Пока демократические организации тщетно пытаются объединиться, в России создается партия нового типа. Она не либеральная и не социальная, не левая и не правая. Это Единая народная партия солдатских матерей. Эта партия возникает не потому, что так правильно строить партии, а потому, что в России есть проблема, с которой нельзя существовать. Одна из двух-трех проблем, которые отравляют весь государственный механизм.
По данным октябрьских опросов «Левада-центра», считали, что деятельность Комитета солдатских матерей на пользу стране, 72% опрошенных. Таким позитивным рейтингом не может сегодня похвалиться и сам президент Путин. И даже инициатива комитета выступить посредником на переговорах властей с чеченскими сепаратистами вызывает поддержку 65% опрошенных (при том что в целом идея таких переговоров не пользуется особым одобрением населения).
О том, как идет создание партии, чем она собирается заниматься и как продвигается подготовка к инициированному «матерями» и СПС референдуму об отсрочках и отмене призыва, «Газете.Ru-Комментарии» рассказывает Валентина Мельникова, председатель Единой народной партии солдатских матерей.
— Валентина Дмитриевна, год прошел после того, как вы объявили о создании партии, которая должна стать политическим инструментом Союза комитетов солдатских матерей. Как идет процесс, каков уровень поддержки вашей инициативы?
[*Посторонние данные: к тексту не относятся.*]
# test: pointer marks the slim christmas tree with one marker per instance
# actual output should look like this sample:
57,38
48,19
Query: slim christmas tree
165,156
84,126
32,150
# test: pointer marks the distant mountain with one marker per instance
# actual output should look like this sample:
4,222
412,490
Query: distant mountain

— Ситуация изменилась 30 декабря 2004 года, когда так называемый министр обороны вышел и сказал, что мы все отсрочки отменяем и талантливых людей, студентов — всех призываем. С января прошлого года мы прошли полтора круга партийного строительства. Поскольку мы не преобразуем нашу организацию в партию и Союз комитетов солдатских матерей продолжает работать, а партия создается параллельно, то мы видим, как народ это дело воспринимает. Собрания прошли на юге России, на Дальнем Востоке, в Сибири, и видно, что народ идет в партию.
— Ваше движение строилось как инструмент борьбы с устаревшей советской военной структурой. Как формируется политическая программа партии, вокруг чего она строится?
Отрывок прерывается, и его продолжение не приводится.